Sargnagel für Endlager Gorleben

Verträge laufen 2015 aus

Weltweit gibt es nach wie vor kein Endlager für hochradioaktiven 
Müll. In Deutschland klammern sich Strom-Konzerne, Siemens und 
alimentierte PolitikerInnen an den einst von Ernst Albrecht 
ausgewählten Standort an der "Zonengrenze". Daß Gorleben nachweislich 
nicht geeignet ist, interessiert nicht und die Hoffnung aller 
Atomkraft-BefürworterInnen richtet sich bislang auf eine "schwarz-
gelbe" Koalition in Berlin, die nach dem 27. September den Weg für 
die Etablierung des Endlagers Gorleben frei machen sollte. Doch 
Ironie der Geschichte: Daß die Verträge über das Nutzungsrecht am 
Gorlebener Salzstock bis zum 31. Dezember 2015 befristet sind, 
vergaßen die Herrschaften, für die nur die Profite der Gegenwart 
zählen.

Marianne Fritzen, eine Gorleben-Aktivistin der ersten Stunde, 
Mitgründerin der Bürgerinitiative Umweltschutz Lüchow Dannenberg und 
mittlerweile 85 Jahre alt, grub dieser Tage vergilbte Kopien alter 
Verträge aus. In den 1970er Jahren waren ihr Grundstücksverträge in 
die Hände gefallen, nachdem die DWK (Deutsche Gesellschaft zur 
Wiederaufarbeitung) mit Druck und viel Geld Bauern zum Verkauf von 
Gelände über dem Salzstock Gorleben veranlaßt hatte.

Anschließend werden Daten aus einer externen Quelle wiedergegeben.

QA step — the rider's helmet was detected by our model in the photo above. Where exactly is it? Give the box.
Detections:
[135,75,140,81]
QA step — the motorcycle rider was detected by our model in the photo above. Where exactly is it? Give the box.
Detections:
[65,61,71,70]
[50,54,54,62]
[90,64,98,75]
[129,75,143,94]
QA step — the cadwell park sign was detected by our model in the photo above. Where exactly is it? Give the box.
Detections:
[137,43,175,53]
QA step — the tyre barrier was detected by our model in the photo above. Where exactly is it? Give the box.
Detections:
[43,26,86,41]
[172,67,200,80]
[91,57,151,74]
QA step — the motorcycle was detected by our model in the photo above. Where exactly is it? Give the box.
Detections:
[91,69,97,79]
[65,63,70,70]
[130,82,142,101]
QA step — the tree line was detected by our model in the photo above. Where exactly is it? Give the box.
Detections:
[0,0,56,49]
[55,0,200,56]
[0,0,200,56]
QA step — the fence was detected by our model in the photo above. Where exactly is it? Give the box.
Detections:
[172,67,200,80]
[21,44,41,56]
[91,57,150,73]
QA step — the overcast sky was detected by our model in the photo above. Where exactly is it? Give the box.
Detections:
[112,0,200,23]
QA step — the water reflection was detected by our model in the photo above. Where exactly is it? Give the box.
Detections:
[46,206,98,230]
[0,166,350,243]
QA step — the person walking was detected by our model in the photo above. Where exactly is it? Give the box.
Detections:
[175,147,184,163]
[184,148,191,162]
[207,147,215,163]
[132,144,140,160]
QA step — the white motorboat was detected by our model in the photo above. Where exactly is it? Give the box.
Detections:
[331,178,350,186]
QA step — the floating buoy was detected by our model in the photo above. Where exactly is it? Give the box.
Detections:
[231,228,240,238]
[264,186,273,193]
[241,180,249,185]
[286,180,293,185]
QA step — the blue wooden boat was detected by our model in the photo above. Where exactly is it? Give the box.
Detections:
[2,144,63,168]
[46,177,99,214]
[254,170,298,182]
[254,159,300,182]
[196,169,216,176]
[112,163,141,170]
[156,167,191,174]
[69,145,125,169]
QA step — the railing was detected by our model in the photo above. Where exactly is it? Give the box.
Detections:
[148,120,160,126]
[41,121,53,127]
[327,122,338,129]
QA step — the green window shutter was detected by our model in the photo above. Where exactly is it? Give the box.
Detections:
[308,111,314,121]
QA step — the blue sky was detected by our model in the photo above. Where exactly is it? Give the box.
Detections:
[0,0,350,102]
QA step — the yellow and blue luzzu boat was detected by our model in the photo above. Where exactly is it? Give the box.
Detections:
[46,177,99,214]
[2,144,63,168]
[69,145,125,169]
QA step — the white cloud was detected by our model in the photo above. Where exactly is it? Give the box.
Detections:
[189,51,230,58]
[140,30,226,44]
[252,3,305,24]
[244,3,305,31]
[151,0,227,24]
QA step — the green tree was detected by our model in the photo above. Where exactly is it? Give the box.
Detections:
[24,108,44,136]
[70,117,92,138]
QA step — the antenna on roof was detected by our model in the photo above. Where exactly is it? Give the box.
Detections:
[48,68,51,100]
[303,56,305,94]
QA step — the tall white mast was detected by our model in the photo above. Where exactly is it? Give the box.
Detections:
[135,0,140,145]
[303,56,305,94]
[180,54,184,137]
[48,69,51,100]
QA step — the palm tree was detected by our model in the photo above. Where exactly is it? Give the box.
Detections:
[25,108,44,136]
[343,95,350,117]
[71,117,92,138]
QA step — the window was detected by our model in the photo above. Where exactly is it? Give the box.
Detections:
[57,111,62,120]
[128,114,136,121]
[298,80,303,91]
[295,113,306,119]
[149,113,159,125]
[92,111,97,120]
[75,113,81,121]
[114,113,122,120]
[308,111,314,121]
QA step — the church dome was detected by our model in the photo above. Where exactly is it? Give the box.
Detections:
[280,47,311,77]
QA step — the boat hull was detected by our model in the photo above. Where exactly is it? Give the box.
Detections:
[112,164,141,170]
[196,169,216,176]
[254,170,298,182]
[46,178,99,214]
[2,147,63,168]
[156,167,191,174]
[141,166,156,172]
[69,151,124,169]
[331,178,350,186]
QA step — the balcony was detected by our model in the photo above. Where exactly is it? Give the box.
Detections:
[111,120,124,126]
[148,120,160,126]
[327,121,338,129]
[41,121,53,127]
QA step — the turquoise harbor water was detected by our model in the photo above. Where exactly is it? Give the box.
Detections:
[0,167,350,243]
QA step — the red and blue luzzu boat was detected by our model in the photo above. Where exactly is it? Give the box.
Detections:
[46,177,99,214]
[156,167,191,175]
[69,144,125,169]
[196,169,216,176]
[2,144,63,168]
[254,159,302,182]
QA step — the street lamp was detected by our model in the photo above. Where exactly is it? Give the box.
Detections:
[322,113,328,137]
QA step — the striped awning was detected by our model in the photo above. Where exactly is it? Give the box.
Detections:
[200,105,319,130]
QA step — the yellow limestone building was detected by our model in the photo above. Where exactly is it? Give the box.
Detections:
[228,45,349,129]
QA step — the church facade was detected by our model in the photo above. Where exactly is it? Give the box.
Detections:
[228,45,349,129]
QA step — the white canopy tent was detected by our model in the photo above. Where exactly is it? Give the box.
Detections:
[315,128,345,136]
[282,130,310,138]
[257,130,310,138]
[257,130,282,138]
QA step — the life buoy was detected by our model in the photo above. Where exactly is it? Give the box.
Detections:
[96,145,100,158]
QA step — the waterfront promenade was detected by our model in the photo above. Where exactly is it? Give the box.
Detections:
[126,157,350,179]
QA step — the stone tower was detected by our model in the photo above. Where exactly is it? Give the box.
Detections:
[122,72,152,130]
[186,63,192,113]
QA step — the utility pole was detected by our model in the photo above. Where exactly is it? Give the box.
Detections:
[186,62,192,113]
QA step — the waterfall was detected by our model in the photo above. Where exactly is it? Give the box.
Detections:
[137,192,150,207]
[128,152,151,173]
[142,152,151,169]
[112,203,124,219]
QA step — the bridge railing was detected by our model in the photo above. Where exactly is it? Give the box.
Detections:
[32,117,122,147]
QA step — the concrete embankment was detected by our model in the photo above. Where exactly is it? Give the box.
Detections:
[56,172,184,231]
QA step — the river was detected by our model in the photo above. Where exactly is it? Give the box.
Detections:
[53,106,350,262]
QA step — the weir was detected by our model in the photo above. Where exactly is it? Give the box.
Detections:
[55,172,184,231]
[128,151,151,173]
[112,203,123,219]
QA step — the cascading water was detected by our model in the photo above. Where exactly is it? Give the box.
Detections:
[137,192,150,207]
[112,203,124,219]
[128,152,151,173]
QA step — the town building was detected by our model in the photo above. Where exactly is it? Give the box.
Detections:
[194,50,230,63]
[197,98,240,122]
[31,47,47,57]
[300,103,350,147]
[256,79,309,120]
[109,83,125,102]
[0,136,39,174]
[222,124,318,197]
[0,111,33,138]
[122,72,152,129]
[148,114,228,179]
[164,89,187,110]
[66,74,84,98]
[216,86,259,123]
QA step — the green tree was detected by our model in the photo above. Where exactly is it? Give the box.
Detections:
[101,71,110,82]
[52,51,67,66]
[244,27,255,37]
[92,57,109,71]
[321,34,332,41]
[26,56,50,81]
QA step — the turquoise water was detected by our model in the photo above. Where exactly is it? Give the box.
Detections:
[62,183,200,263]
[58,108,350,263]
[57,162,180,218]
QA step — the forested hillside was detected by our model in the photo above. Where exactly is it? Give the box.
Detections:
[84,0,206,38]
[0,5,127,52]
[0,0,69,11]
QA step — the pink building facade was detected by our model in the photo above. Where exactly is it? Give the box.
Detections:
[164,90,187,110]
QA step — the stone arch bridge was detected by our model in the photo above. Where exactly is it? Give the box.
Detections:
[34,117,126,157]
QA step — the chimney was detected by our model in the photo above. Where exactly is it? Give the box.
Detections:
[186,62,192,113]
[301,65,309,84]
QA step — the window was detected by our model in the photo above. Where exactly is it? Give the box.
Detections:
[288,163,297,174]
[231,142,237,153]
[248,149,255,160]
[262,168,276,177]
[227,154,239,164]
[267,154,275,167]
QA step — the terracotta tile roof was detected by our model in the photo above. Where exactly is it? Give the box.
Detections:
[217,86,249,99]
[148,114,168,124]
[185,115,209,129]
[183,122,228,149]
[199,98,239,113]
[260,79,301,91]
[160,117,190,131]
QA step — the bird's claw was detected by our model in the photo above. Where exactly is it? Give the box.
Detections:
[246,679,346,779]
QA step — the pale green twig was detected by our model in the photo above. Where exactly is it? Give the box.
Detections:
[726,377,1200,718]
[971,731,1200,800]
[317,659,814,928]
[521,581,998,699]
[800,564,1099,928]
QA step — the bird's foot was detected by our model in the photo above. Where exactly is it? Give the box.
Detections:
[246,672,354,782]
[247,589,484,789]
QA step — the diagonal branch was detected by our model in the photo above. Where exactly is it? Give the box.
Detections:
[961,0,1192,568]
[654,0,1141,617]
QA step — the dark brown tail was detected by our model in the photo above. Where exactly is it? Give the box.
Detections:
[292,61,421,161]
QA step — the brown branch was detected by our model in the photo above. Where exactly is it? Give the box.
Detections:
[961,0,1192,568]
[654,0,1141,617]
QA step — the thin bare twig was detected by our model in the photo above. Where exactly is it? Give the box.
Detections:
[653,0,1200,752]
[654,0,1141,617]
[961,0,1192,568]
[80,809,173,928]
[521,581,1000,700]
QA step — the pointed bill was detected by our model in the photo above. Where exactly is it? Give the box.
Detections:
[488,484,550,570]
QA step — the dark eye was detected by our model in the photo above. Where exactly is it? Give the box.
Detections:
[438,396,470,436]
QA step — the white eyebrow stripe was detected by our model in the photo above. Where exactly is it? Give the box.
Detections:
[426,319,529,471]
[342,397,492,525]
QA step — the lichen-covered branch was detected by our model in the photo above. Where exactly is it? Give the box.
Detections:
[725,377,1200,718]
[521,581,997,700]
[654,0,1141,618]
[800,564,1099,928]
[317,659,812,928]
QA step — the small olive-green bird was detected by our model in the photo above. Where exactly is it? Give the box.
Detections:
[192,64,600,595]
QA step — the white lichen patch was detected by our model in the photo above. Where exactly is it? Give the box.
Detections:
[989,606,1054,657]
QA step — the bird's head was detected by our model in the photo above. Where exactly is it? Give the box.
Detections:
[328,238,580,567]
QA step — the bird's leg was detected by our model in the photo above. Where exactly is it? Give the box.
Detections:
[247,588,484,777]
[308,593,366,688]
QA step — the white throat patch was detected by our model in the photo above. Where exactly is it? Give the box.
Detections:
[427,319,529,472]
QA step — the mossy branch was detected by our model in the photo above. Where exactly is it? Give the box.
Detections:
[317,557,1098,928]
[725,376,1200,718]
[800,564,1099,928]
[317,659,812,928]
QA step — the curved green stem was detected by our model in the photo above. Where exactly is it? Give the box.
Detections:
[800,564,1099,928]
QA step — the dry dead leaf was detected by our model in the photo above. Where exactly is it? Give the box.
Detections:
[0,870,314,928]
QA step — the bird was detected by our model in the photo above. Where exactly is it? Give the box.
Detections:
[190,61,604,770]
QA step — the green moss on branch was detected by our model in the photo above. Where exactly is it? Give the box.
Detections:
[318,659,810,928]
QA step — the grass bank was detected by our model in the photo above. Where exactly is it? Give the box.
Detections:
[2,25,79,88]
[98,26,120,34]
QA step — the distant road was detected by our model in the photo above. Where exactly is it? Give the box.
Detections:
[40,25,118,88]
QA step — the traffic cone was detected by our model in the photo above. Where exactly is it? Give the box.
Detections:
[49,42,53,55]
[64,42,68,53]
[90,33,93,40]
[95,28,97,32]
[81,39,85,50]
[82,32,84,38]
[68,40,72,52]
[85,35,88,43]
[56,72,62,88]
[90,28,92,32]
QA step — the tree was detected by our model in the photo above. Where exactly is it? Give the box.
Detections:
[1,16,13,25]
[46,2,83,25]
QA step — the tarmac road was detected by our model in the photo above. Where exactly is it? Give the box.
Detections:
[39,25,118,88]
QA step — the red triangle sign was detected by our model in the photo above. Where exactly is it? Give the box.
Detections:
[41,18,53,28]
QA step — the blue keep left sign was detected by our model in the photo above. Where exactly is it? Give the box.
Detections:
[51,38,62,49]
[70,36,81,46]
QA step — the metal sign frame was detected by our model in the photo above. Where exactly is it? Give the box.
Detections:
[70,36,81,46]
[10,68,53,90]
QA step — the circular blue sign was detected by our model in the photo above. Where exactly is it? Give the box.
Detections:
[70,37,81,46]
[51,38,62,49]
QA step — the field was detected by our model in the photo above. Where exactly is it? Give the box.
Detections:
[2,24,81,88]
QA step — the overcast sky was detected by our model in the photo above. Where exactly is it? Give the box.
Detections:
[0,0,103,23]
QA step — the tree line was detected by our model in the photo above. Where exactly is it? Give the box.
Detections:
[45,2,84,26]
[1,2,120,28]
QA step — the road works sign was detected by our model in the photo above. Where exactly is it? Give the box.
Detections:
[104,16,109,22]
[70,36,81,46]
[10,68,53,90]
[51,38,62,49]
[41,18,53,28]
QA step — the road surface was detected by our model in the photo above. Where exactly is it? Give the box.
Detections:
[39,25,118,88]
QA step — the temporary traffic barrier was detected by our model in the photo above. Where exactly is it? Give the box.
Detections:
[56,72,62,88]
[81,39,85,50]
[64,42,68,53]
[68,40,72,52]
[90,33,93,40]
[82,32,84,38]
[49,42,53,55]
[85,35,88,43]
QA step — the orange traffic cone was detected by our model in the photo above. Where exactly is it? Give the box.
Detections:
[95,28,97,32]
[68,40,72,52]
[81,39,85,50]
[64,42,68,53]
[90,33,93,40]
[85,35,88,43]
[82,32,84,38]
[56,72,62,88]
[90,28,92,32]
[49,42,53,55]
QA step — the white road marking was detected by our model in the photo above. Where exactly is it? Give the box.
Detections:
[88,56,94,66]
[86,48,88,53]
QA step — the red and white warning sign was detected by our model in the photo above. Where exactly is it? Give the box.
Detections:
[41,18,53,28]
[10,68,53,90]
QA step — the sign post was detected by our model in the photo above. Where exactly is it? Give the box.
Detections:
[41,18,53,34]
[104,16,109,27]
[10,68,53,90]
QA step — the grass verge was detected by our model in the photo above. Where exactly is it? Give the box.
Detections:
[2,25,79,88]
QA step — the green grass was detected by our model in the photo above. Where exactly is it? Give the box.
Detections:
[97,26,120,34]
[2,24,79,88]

Im Sommer 1978 hatte die Anti-Atom-Bewegung Geld gesammelt, um der 
DWK noch Grundstücke vor der Nase wegschnappen zu können. In Hamburg, 
Frankfurt und Berlin spendeten GegnerInnen des Endlager-Projekts 
Gorleben und so kamen rund 800.000 Mark zusammen. So hofften sie, 
eine entscheidende Parzelle des Gorlebener Bauern Herbert Tiedemann 
kaufen zu können. Doch als die Atomkraft-GegnerInnen Tiedemann 
besuchen wollten, war dieser bereits weg. Kurz zuvor hatte er die 
Parzelle an die DWK verkauft - wie etliche andere Bauern zuvor. An 
die hundert solche Verträge, so Fritzen, hatte die DWK geschlossen. 
Das Bundesamt für Strahlenschutz - Rechtsnachfolger der DWK - 
bestätigt diese Größenordnung.

Doch einige verkauften nicht. Andere verkauften zwar, aber überließen 
die sogenannten Nießrechte am Salz unter ihren Grundstücken nur 
befristet an die DWK. Diese Nießrecht sind bis zum 31. Dezember 2015 
befristet. "Werden die Nießrechte nicht vertraglich neu geregelt, so 
kann unter Tage nicht ausgebaut werden," erläutert die 
Bürgerinitiative Umweltschutz Lüchow Dannenberg in einer aktuell 
verbreiteten Medienmitteiling. Ein Sprecher der Umweltorganisation 
Greenpeace bezeichnete das Auslaufen der Verträge als "Sargnagel für 
das Thema Gorleben". Doch ein schnelles Ende von Gorleben ist nicht 
zu erhoffen, wie der Bundes-Atom-Minister Sigmar Gabriel aus der Lage 
zu schließen meint.

Bundes-Atom-Minister Gabriel nutzt die Gelegenheit, um sich einmal 
mehr - gerade nun vor der Bundestagswahl - als Gegner des Endlager-
Projekts darzustellen: "Angesichts dieser Rechtslage ist es fraglich, 
ob in Gorleben überhaupt jemals weitergemacht werden kann, selbst 
wenn man das für sinnvoll hielte." Umso wichtiger sei ein neues 
Suchverfahren, samt Vergleich verschiedener Standorte. "Wer 
ausschließlich auf den Standort Gorleben setzt, geht ein hohes Risiko 
ein, Zeit und viel Geld zu verschwenden", heißt es vom Ministerium.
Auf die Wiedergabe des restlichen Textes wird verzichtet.